Weiler Marina, Lutkenhoff Evan S, de Campos Brunno M, Casseb Raphael F, Vespa Paul M, Monti Martin M
Department of Psychology, University of California Los Angeles, 1285 Franz HallBox 951563, Los Angeles, CA, 90095, USA.
Neuroimaging Laboratory, University of Campinas, Rua Vital Brasil, 888 Hospital de Clínicas, Cidade Universitária, Campinas, SP, 13083-888, Brazil.
Neuroimage Rep. 2024 Sep;4(3). doi: 10.1016/j.ynirp.2024.100217. Epub 2024 Sep 12.
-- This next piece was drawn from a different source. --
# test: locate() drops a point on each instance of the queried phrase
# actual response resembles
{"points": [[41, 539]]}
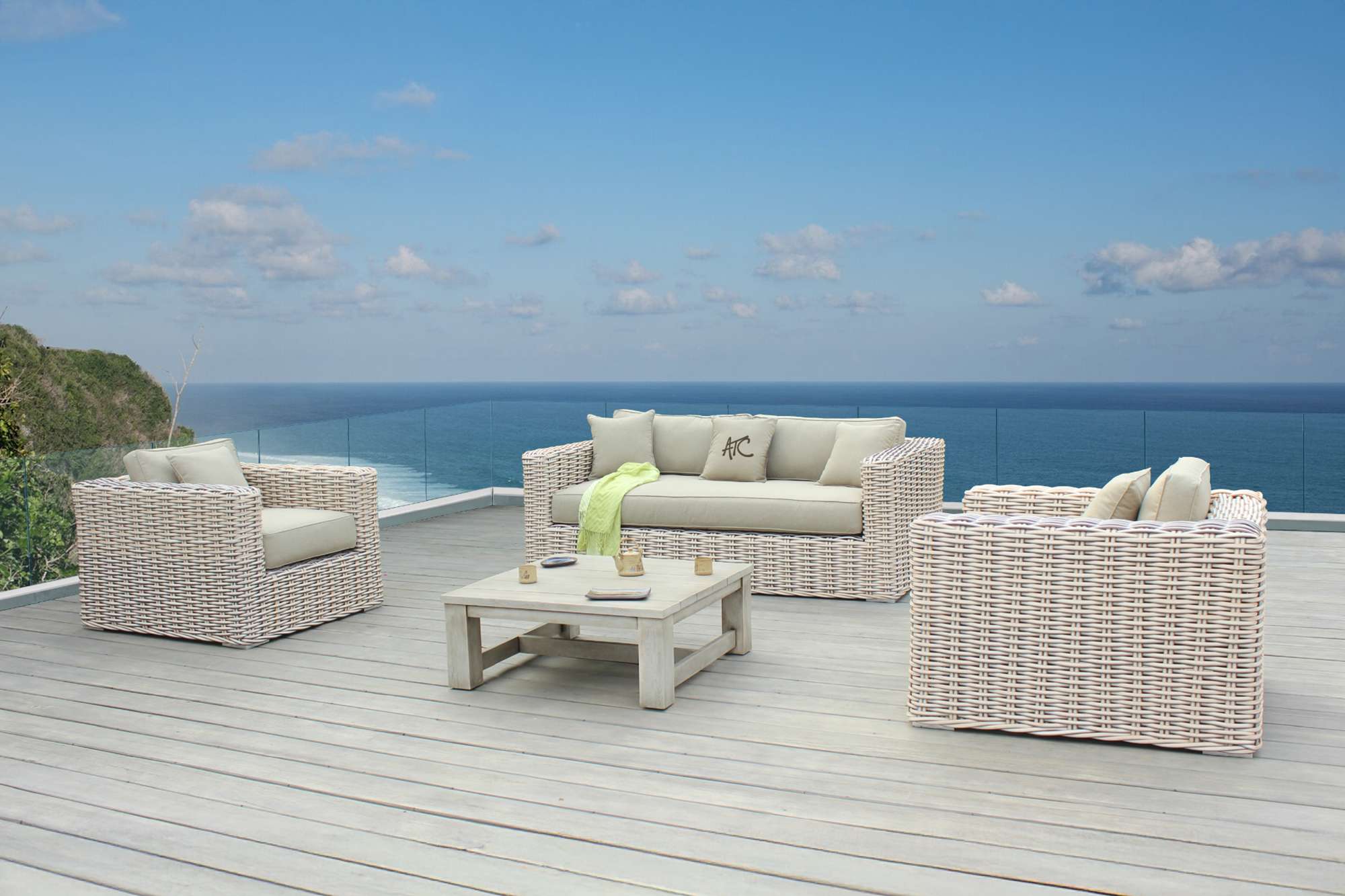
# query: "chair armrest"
{"points": [[350, 490], [1032, 501], [899, 485], [167, 532], [545, 473]]}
The Epilepsy Bioinformatics Study for Antiepileptogenic Therapy (EpiBioS4Rx, project 3) is a prospective multicenter clinical observational study to identify early biomarkers of epileptogenesis after moderate-to-severe traumatic brain injury (TBI). We used a seed-based approach applied to acute (i.e., ≤14 days) fMRI imaging data, directly testing the hypothesis that the presence of seizures up to two years following brain trauma is associated with functional changes within hippocampi and thalami-cortical networks. Additionally, we hypothesized that the network connectivity involving thalami and hippocampi circuits underlying early and late-onset seizures would differ. Approximately 30% of the initial dataset was deemed unusable due to MRI issues. Approximately 50% of the enrolled sample was lost to a 2-year follow-up. After preprocessing the fMRI data, approximately 40% of the follow-up sample had to be excluded from the analysis due to excessive in-scanner movements, as assessed by state-of-the-art quality control protocols. Only 37 patients provided data that was suitable for the seed-based analysis. Despite these challenges, the remaining, high-quality data returned noteworthy findings. We identified specific hippocampi and thalami biomarkers associated with both early and late seizures following TBI (p < .05, FWE-corrected at the cluster level). The predictive capability for the development of late seizures after TBI, when adding fMRI data to demographic and clinical data, provided 88% accuracy - an additional 8% improvement compared to using demographic and clinical data alone. Our findings highlight the potential of fMRI for uncovering, in hippocampal and thalamic cortical networks, biomarkers of early and late seizures following TBI. However, they also highlight the important challenges that need to be overcome in order for fMRI to become an effective biomarker and prognostic tool in the intensive care context.
抗癫痫发生治疗的癫痫生物信息学研究(EpiBioS4Rx,项目3)是一项前瞻性多中心临床观察性研究,旨在确定中重度创伤性脑损伤(TBI)后癫痫发生的早期生物标志物。我们采用基于种子的方法应用于急性(即≤14天)功能磁共振成像(fMRI)数据,直接检验以下假设:脑外伤后长达两年内癫痫发作的出现与海马体和丘脑-皮质网络内的功能变化相关。此外,我们假设早期和迟发性癫痫发作所涉及的丘脑和海马体回路的网络连通性会有所不同。由于MRI问题,约30%的初始数据集被认为无法使用。约50%的入组样本在2年随访中失访。在对fMRI数据进行预处理后,根据最先进的质量控制方案评估,约40%的随访样本因扫描过程中过度移动而不得不被排除在分析之外。只有37名患者提供了适合基于种子分析的数据。尽管存在这些挑战,但剩余的高质量数据仍得出了值得关注的结果。我们确定了与TBI后早期和晚期癫痫发作相关的特定海马体和丘脑生物标志物(p < 0.05,在簇水平进行FWE校正)。在将fMRI数据添加到人口统计学和临床数据时,对TBI后迟发性癫痫发作发展的预测能力提供了88%的准确率,与仅使用人口统计学和临床数据相比提高了8%。我们的研究结果突出了fMRI在揭示海马体和丘脑皮质网络中TBI后早期和晚期癫痫发作生物标志物方面的潜力。然而,它们也突出了为使fMRI在重症监护环境中成为有效的生物标志物和预后工具而需要克服的重要挑战。